The coronavirus pandemic has posed a challenge for entertainers everywhere, including talk show hosts who have decided to steer into the skid, resuming their daily or weekly broadcasts from home and using their self-isolation measures to fuel their comedy. For instance, “The Daily Show with Trevor Noah” — er, “The Daily Social Distancing Show with Trevor Noah” — has been a model of scrappy perseverance.

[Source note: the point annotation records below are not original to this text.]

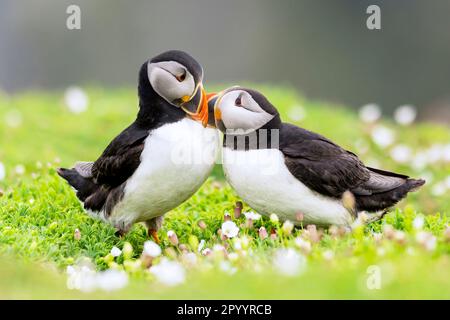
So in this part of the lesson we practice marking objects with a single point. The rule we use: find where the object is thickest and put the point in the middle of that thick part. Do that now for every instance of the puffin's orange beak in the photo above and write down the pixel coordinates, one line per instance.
(202, 110)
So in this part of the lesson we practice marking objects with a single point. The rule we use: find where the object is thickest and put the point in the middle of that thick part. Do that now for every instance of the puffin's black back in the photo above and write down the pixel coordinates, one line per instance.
(122, 156)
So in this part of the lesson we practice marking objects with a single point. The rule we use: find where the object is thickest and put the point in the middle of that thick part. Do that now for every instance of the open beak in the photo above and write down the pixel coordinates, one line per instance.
(201, 112)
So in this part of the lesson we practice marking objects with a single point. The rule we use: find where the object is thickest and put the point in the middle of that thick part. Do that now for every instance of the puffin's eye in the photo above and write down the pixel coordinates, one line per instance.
(181, 77)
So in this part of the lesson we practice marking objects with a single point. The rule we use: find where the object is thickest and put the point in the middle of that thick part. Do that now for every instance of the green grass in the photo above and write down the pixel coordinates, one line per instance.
(39, 213)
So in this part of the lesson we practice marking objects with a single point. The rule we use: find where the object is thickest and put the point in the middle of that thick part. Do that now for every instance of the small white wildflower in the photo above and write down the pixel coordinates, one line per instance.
(418, 222)
(401, 153)
(370, 113)
(206, 252)
(274, 218)
(226, 267)
(233, 256)
(111, 280)
(189, 258)
(76, 99)
(20, 169)
(2, 171)
(383, 136)
(229, 229)
(405, 115)
(172, 236)
(287, 227)
(251, 215)
(151, 249)
(201, 245)
(168, 272)
(304, 245)
(237, 244)
(115, 252)
(289, 262)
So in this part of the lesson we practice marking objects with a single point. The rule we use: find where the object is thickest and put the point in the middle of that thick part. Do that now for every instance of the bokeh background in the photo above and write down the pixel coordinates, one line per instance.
(321, 48)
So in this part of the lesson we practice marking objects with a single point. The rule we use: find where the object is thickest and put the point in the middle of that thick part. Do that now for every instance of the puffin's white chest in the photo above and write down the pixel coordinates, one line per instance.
(262, 180)
(176, 160)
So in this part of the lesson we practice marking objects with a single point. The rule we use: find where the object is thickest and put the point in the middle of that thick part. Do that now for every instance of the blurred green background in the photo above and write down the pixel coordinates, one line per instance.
(320, 47)
(65, 94)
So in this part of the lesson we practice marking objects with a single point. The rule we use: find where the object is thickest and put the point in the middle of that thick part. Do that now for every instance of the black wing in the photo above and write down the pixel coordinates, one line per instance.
(121, 158)
(322, 165)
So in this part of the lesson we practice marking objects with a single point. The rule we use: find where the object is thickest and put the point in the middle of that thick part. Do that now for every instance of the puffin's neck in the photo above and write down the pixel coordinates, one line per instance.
(266, 137)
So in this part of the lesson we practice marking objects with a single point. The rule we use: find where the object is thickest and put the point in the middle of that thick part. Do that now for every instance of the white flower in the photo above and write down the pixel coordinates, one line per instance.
(2, 171)
(111, 280)
(418, 222)
(13, 118)
(251, 215)
(151, 249)
(383, 136)
(446, 153)
(288, 262)
(218, 248)
(370, 113)
(189, 258)
(20, 169)
(287, 227)
(226, 267)
(201, 245)
(206, 252)
(115, 252)
(274, 218)
(230, 229)
(405, 115)
(168, 272)
(296, 113)
(401, 153)
(304, 245)
(76, 99)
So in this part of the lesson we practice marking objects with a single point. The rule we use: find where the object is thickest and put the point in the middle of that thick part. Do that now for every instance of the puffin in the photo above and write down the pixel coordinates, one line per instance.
(279, 168)
(162, 158)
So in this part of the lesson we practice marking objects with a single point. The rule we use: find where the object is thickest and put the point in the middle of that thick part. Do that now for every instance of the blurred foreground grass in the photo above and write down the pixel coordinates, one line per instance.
(39, 212)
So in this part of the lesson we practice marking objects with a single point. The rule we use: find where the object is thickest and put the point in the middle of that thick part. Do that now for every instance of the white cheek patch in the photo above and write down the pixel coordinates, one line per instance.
(241, 118)
(167, 86)
(234, 117)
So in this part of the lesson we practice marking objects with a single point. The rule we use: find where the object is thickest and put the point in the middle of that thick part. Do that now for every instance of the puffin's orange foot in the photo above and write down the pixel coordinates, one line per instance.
(154, 234)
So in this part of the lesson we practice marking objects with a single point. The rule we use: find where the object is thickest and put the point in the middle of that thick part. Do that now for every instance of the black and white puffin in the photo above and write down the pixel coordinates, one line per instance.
(162, 158)
(280, 168)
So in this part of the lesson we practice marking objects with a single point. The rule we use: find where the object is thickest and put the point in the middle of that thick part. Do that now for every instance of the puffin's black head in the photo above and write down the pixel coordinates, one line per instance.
(240, 111)
(177, 78)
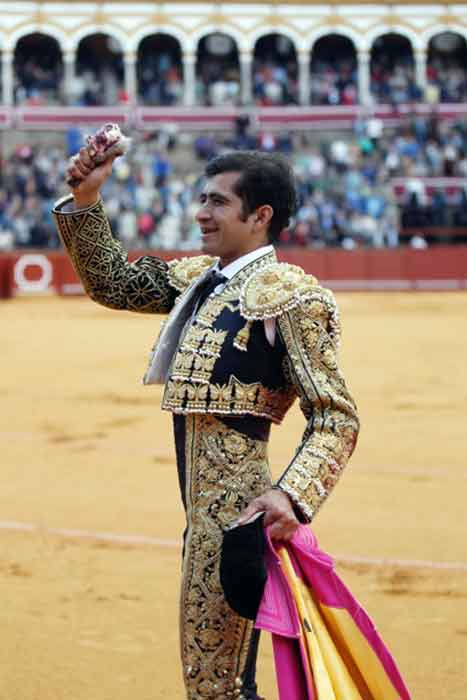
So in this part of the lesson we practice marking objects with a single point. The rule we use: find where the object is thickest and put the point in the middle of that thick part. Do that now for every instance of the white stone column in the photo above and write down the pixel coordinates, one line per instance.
(304, 77)
(69, 58)
(246, 83)
(364, 93)
(189, 78)
(129, 77)
(7, 78)
(420, 56)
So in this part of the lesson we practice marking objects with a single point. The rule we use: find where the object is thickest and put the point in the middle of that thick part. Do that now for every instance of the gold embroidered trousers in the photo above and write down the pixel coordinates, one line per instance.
(221, 470)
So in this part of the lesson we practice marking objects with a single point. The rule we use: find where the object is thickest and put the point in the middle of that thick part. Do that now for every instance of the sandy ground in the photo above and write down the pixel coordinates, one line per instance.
(85, 446)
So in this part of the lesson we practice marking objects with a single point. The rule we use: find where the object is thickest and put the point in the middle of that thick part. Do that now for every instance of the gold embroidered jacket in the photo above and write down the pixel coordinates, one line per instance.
(223, 363)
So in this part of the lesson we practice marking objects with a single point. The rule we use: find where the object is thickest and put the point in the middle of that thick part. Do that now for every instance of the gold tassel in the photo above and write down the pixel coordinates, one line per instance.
(243, 336)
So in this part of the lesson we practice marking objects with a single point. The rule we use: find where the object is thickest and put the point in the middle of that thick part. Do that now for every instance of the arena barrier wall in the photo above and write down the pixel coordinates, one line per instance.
(438, 268)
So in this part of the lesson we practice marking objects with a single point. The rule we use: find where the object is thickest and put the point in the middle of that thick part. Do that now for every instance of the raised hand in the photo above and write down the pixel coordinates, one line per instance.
(278, 513)
(90, 168)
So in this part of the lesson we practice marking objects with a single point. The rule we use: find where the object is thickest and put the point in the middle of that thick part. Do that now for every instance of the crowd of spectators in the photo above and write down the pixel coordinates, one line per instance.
(334, 82)
(160, 79)
(346, 187)
(275, 83)
(333, 75)
(447, 81)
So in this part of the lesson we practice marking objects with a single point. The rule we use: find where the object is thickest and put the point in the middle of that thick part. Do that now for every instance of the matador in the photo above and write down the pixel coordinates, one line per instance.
(246, 335)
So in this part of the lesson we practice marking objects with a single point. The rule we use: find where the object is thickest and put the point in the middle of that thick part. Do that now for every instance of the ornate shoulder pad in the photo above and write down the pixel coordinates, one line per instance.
(183, 272)
(274, 289)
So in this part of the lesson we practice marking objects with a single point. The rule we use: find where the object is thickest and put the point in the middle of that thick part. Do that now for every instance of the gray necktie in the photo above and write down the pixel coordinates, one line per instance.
(186, 308)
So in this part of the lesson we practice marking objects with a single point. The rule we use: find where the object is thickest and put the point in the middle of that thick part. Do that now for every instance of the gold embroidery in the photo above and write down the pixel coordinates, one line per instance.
(225, 470)
(235, 398)
(200, 339)
(310, 332)
(274, 289)
(181, 273)
(103, 267)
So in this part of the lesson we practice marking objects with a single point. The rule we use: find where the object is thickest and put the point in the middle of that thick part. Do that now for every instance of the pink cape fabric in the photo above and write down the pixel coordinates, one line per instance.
(278, 614)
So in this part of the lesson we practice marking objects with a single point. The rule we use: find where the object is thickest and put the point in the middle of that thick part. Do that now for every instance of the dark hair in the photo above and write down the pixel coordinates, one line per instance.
(265, 178)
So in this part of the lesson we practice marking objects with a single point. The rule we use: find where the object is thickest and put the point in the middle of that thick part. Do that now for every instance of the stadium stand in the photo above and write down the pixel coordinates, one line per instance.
(389, 168)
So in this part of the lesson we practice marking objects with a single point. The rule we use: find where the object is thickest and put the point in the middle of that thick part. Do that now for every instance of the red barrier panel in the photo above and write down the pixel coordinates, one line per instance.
(441, 267)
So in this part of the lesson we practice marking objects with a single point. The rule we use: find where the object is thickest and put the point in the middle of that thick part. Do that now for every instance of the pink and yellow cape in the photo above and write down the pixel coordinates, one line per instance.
(325, 645)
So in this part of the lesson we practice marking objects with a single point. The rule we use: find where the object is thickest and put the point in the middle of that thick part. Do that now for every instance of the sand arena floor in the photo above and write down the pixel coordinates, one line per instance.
(85, 447)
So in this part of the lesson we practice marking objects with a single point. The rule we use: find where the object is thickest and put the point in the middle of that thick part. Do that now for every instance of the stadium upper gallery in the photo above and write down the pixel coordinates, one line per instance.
(367, 100)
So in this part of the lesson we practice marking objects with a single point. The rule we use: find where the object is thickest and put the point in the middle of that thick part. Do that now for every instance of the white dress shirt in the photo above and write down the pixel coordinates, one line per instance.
(231, 270)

Watch Noah’s commemoration of his one-month “quarantineversary” above.

“The Daily Show” decided to suspend studio broadcast in mid-March, and amid the uncertainty Trevor Noah started shooting online segments from home. Comedy Central quickly picked those up to broadcast in the show’s usual Monday-through-Thursday late-night time slot. And the show itself has polished its new improvised setup over the weeks, with Noah gamely doing one-man-band comedy bids without the benefit of a studio audience but with the help of nimble editing that retains the show’s snappy comedic timing even without the immediate feedback of a laughing crowd.

And the show continues to incorporate correspondents Desi Lydic, Jaboukie Young-White, Ronny Chieng, Roy Wood Jr., Michael Kosta and Dulcé Sloan doing segments with Noah or interviewing guest experts. We at Gold Derby were doing webcam interviews before they were cool, so I can attest how impressive it is to remotely chat with guests while doing jokes in character — it’s tricky enough to be yourself while managing your own mise-en-scene, not to mention your WiFi. And to do all this while making stories about COVID-19 both informative and funny is a fine line Noah, Samantha Bee, John Oliver and more have successfully walked in the last month.

A professional studio setting doesn’t hurt when putting on a good show, but one important takeaway from this crisis might be that you don’t always need the bells and whistles of production if you have good writing, research, delivery and a strong relationship with your audience. The show must go on, so it’s comforting in and of itself to know that the show still can go on.